The mere scientist prides himself on his incredulity: he believes only what he scientifically knows, and laughs at Christian faith as credulity. But the docile disciple learns that only by implicitly trusting the Word of the Lord can he climb to the loftiest heights of certainty. Doubt dims the eye; distrust cramps and cripples the spirit. When a preacher begins to doubt, his pulpit loses its dynamic, and becomes destructive of faith, rather than constructive.
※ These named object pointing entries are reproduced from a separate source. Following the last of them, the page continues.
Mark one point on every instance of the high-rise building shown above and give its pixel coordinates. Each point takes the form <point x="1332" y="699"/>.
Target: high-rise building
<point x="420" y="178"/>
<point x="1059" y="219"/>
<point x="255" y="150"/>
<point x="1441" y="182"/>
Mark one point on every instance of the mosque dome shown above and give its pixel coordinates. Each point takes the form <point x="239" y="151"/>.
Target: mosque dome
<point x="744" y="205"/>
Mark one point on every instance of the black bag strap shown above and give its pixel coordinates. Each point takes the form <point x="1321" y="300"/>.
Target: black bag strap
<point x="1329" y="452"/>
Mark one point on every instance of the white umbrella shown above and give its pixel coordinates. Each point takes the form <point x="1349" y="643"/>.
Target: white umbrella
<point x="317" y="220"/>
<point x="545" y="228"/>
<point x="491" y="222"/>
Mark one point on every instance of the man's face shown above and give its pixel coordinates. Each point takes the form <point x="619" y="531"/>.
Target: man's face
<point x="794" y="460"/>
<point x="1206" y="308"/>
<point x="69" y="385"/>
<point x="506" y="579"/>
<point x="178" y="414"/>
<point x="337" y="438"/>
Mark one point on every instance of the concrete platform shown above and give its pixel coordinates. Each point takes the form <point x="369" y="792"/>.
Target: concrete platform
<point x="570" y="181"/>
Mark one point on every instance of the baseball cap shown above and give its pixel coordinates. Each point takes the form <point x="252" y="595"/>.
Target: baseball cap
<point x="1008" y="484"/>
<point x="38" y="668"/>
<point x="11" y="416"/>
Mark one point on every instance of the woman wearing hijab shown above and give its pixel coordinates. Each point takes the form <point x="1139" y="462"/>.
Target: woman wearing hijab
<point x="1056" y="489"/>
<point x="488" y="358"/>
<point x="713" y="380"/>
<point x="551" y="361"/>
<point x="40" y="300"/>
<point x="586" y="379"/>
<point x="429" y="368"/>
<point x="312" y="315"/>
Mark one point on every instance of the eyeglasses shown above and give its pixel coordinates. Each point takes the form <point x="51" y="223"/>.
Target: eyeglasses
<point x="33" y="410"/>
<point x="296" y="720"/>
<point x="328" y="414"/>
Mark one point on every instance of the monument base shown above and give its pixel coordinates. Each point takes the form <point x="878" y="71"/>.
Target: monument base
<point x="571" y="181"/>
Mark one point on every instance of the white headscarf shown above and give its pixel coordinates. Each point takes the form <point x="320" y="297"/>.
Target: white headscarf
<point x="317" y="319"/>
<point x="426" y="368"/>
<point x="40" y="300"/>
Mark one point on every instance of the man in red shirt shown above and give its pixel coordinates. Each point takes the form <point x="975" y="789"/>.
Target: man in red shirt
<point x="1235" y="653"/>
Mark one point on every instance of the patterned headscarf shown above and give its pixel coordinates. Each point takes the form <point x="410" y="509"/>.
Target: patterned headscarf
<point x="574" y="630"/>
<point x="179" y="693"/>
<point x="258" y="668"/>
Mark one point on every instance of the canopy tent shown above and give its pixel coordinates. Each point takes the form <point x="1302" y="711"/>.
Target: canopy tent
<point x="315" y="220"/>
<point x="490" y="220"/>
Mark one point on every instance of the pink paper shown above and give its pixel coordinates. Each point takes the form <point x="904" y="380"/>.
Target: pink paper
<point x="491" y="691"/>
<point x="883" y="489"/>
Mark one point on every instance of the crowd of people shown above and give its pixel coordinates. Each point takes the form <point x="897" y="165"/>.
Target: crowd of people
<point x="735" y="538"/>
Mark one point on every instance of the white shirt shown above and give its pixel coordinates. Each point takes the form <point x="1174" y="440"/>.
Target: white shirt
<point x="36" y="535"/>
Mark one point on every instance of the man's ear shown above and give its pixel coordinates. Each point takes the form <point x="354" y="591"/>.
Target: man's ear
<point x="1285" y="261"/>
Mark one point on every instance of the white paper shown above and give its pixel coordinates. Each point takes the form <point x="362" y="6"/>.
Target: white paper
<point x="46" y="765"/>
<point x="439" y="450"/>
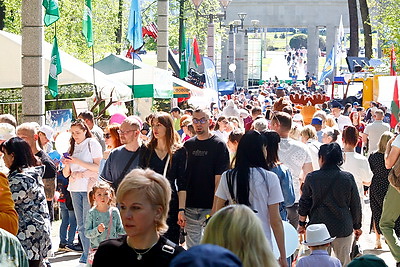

Obey. Nothing can be more important, even to the understanding of the truth, than to practice it. “If any man will do His will, he shall know of the teaching” (Jn. 7:17). Obedience is the great organ of spiritual revelation. Doing the will of God is the divine condition of spiritual light–of further illumination. Disobedience brings darkness, and is darkness. The preacher must himself practice what he preaches, otherwise spiritual vision will be dim, and, if the blind lead the blind, only the ditch is before both.
To translate into holy living what one is learning is the supreme secret of teaching the truth to others. The experimental element imparts strange authority and unction to testimony: it enables the preacher to speak as a witness–one who knows. Then it is that the tree, planted by the river of God, transmutes into sap the water of the living Word, and so makes possible the leaf, bloom, and fruit of abundant service.
In a word, from first to last, the true Bible student needs to keep in the presence of its Author, who is its only adequate Exegete, Commentator, Interpreter. None can explain His own Textbook like the Master Teacher Himself; and to be a docile pupil in His school is to acquire that spiritual learning which fits for spiritual teaching, and for which the best instruction of human schools can never be a substitute. Indeed, unsanctified scholarship rather makes the Cross of Christ of none effect.